In the most stable lewis structure of CH3CNO, the formal charge on N is______ and the formal charge on O is______.
The correct answer and explanation is:
Let’s analyze the molecule CH₃CNO to determine the formal charges on nitrogen (N) and oxygen (O) in its most stable Lewis structure.
Step 1: Understand the molecular formula and structure
CH₃CNO suggests a compound with a methyl group (CH₃-) attached to a CNO fragment. This fragment is often associated with isocyanates or cyanates. The possible connectivity can be:
- CH₃–C–N–O
Or
- CH₃–C–O–N
The most stable and common connectivity for this molecule is methyl isocyanate (CH₃–N=C=O) or a similar resonance structure, but here it’s given as CH₃CNO, which likely means:
- Methyl group attached to carbon, which is bonded to nitrogen and oxygen.
The most stable Lewis structure for CH₃CNO is:
CH3–C ≡ N–O
or
CH3–C=N=O
The structure that aligns best with bonding and formal charge rules is the one with a double bond between C and N and a double bond between N and O.
Step 2: Assign valence electrons
- Carbon (C): 4 valence electrons
- Hydrogen (H): 1 valence electron each (3 total for CH₃)
- Nitrogen (N): 5 valence electrons
- Oxygen (O): 6 valence electrons
Step 3: Draw the Lewis structure and calculate formal charges
Lewis structure example:
CH3–C(=N)–O
We can try the structure with a double bond between C and N, and a single bond between N and O, or with N=O double bond.
The most stable Lewis structure is generally:
- Carbon (C) bonded to CH₃ and double bonded to N
- Nitrogen (N) double bonded to O
So:
CH3–C = N = O
Step 4: Calculate formal charges
Formal charge formula:
Formal charge = Valence electrons – (Nonbonding electrons + ½ Bonding electrons)
For Nitrogen (N):
- Valence electrons = 5
- Nonbonding electrons = 2 (one lone pair)
- Bonding electrons: 2 bonds to C (double bond) + 2 bonds to O (double bond) = 4 bonds = 8 electrons
Formal charge on N = 5 – (2 + 8/2) = 5 – (2 + 4) = 5 – 6 = -1
For Oxygen (O):
- Valence electrons = 6
- Nonbonding electrons = 4 (two lone pairs)
- Bonding electrons = 2 (double bond to N)
Formal charge on O = 6 – (4 + 2/2) = 6 – (4 + 1) = 6 – 5 = +1
Step 5: Evaluate formal charges and resonance
This puts a -1 charge on N and +1 on O, which is not very favorable since oxygen is more electronegative and prefers negative or zero charge.
A better Lewis structure shifts electrons to give oxygen a negative charge and nitrogen zero or positive charge.
Alternative structure:
- C triple bonded to N (C≡N)
- N single bonded to O with a negative charge on O.
In that case,
- Nitrogen would have a formal charge of 0.
- Oxygen would have a formal charge of -1.
Conclusion:
In the most stable Lewis structure of CH₃CNO, nitrogen has a formal charge of 0, and oxygen has a formal charge of -1.
Explanation Summary (about 300 words):
The molecule CH₃CNO involves a methyl group bonded to a CNO fragment.
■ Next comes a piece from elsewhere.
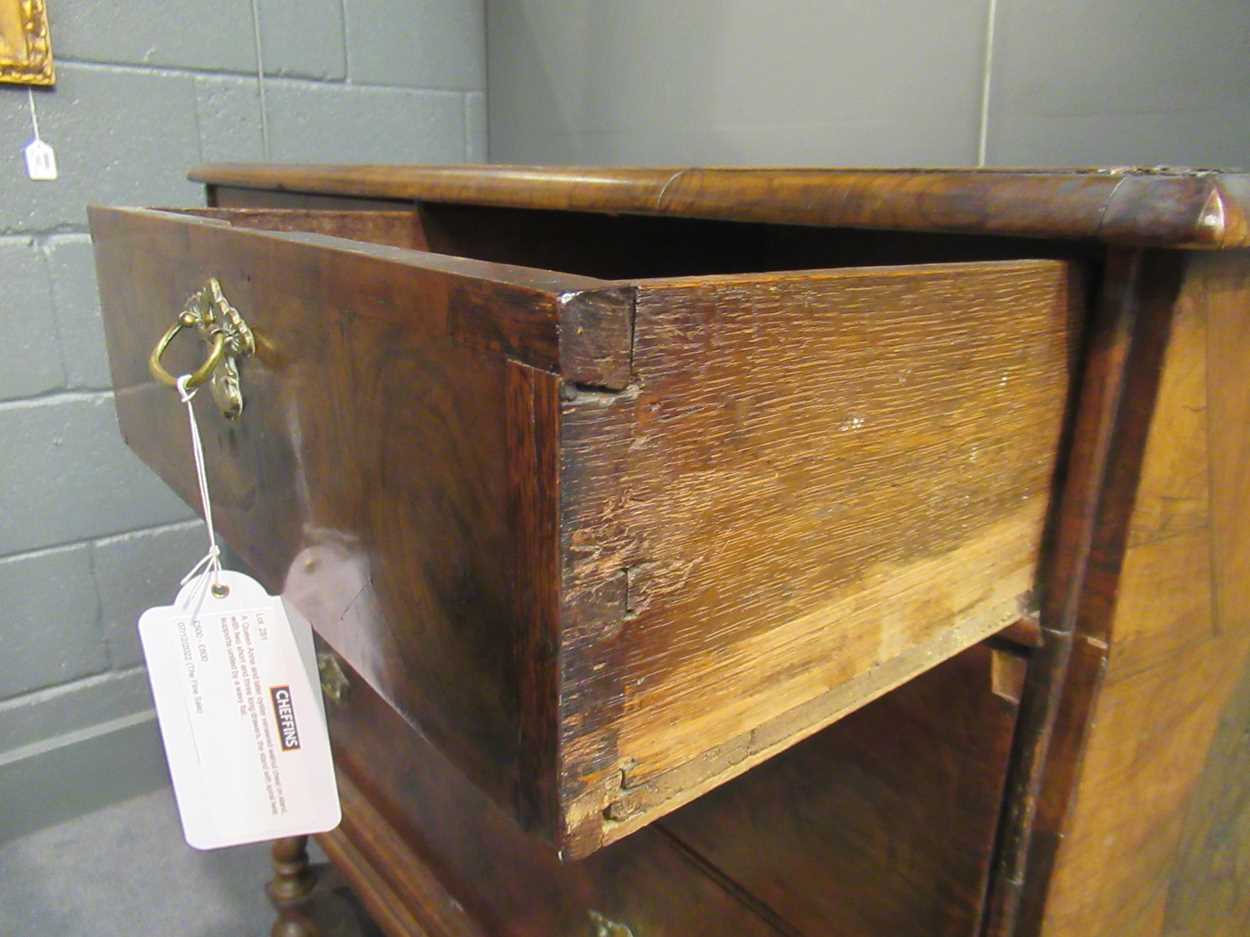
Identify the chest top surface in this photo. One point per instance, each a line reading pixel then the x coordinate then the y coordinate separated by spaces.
pixel 1160 208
To determine the formal charges on nitrogen and oxygen in its most stable Lewis structure, we begin by considering the possible bonding patterns. The most plausible arrangement places the methyl group (CH₃) attached to a carbon, which is triple-bonded to nitrogen (C≡N), and nitrogen is single-bonded to oxygen (N–O).
Formal charge is calculated using the number of valence electrons minus the electrons assigned in the Lewis structure (nonbonding plus half of bonding electrons). Oxygen is highly electronegative and typically carries a negative charge when involved in single bonds with nitrogen, which can accommodate multiple bonding.
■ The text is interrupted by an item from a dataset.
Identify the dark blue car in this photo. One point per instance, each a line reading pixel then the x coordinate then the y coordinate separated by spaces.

In the structure with C≡N and N–O single bond, nitrogen has 5 valence electrons, 2 bonding pairs in the triple bond with carbon (sharing 6 electrons) and one single bond with oxygen (2 electrons), plus one lone pair, giving it a formal charge of zero. Oxygen, in this case, has three lone pairs and one bond with nitrogen, resulting in a formal charge of -1.
Structures that place a positive charge on oxygen and negative on nitrogen are less stable due to oxygen’s electronegativity.
Therefore, the most stable Lewis structure has nitrogen with a formal charge of 0 and oxygen with a formal charge of -1.